Beyond the Caricature: Cultural Jewishness in the Third Movement of Mahler's First Symphony

Benjamin Adler


Over the past century, Mahler’s music has been received as “Jewish” in fulfilment of so great a range of hermeneutic biases that he has attained the status of “Jewish paragon” in the western canon. As a corollary of this reception history, the literature has simplified the tasks of recognising and analysing the Jewishness in the music itself. This is evident in three of four avenues of inquiry – dubbed “biographical,” “musical,” and “paratextual” – which dominate the discourse, and which have led to the construction of reductionist caricatures.
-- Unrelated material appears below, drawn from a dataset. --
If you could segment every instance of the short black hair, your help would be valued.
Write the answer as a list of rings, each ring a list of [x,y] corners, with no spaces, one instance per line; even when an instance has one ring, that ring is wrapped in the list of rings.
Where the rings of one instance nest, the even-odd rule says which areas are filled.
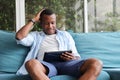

A fourth avenue reads interdisciplinary cultural tropes in Mahler’s music, and in doing so is the only lens that demonstrates an appreciation of the rich and complex Jewish civilisation. Yet scholars have been hesitant to train this lens on Mahler’s most emblematically “Jewish” work – the third movement (Trauermarsch) of the First Symphony. This article aims to fill this gap by identifying and extending three elements of Jewish culture – self-commentary, homelessness and irony – and applying them to a close analysis of the Trauermarsch. (I note that while these tropes are not exclusively Jewish, they are celebrated as such within Jewish communities.) Consequently, I hope to complexify our reception of Jewishness in the Traueramarsch, and throughout Mahler’s oeuvre and western art music, by ascribing the discussion a more pluralistic, dialectical character.